Engineering Center of Catalysis and Synthesis for Chiral Molecules, Department of Chemistry, Fudan University, Shanghai, 200433, People's Republic of China; Shanghai Engineering Center of Industrial Asymmetric Catalysis for Chiral Drugs, Shanghai, 200433, People's Republic of China.
Rega Institute for Medical Research, KU Leuven, Herestraat 49, B-3000, Leuven, Belgium.
Eur J Med Chem. 2020 Jan 1;185:111874. doi: 10.1016/j.ejmech.2019.111874. Epub 2019 Nov 10.
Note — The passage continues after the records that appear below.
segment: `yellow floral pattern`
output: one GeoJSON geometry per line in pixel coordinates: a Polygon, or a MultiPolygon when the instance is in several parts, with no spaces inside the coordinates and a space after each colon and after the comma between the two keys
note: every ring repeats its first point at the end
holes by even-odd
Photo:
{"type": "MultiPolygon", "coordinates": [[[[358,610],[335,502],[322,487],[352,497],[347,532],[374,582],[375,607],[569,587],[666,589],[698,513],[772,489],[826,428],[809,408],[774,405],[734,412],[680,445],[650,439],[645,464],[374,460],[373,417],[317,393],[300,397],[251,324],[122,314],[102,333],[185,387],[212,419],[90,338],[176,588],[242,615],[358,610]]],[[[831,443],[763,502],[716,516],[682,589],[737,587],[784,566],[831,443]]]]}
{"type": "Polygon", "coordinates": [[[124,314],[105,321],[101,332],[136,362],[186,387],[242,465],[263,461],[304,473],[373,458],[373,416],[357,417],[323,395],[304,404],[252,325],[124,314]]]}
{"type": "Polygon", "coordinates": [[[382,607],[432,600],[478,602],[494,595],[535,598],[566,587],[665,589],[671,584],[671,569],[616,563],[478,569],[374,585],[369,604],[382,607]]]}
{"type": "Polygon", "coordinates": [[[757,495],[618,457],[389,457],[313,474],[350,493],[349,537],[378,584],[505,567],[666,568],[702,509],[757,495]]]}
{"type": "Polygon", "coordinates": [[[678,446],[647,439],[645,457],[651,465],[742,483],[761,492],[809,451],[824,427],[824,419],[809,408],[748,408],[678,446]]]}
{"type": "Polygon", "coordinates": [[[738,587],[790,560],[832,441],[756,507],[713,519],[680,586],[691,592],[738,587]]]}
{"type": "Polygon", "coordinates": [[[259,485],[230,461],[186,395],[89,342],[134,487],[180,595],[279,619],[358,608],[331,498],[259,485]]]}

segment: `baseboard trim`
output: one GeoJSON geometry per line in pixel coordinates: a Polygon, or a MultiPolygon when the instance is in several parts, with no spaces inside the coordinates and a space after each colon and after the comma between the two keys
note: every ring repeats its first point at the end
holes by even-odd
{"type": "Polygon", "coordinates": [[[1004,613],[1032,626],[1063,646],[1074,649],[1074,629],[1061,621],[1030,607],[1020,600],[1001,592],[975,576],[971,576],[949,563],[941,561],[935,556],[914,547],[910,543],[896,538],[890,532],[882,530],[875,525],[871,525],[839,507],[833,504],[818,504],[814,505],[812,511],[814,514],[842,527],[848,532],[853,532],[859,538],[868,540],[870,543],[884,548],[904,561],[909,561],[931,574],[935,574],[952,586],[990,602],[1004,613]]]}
The fragment hopping approach is widely applied in drug development. A series of diarylpyrimidines (DAPYs) were obtained by hopping the thioacetamide scaffold to novel human immunodeficiency virus type 1 (HIV-1) nonnucleoside reverse transcriptase inhibitors (NNRTIs) to address the cytotoxicity issue of Etravirine and Rilpivirine. Although the new compounds (11a-l) in the first-round optimization possessed less potent anti-viral activity, they showed much lower cytotoxicity. Further optimization on the sulfur led to the sulfinylacetamide-DAPYs exhibiting improved anti-viral activity and a higher selectivity index especially toward the K103N mutant strain. The most potent compound 12a displayed EC values of 0.0249 μM against WT and 0.0104 μM against the K103N mutant strain, low cytotoxicity (CC > 221 μM) and a high selectivity index (SI > 8873, SI > 21186). In addition, this compound showed a favorable in vitro microsomal stability across species. Computational study predicted the binding models of these potent compounds with HIV-1 reverse transcriptase thus providing further insights for new developments.
片段跳跃法广泛应用于药物研发中。通过将硫代乙酰胺骨架跳跃到新型人类免疫缺陷病毒 1(HIV-1)非核苷逆转录酶抑制剂(NNRTIs)上,得到了一系列二芳基嘧啶(DAPYs),以解决依曲韦林和利匹韦林的细胞毒性问题。虽然第一轮优化得到的新化合物(11a-l)的抗病毒活性较弱,但它们的细胞毒性要低得多。进一步对硫原子进行优化,得到的亚磺酰基乙酰胺-DAPYs 表现出改善的抗病毒活性和更高的选择性指数,尤其是对 K103N 突变株。最有效的化合物 12a 对 WT 的 EC 值为 0.0249 μM,对 K103N 突变株的 EC 值为 0.0104 μM,细胞毒性低(CC > 221 μM),选择性指数高(SI > 8873,SI > 21186)。此外,该化合物在不同物种的体外微粒体稳定性良好。计算研究预测了这些有效化合物与 HIV-1 逆转录酶的结合模型,从而为新的开发提供了进一步的见解。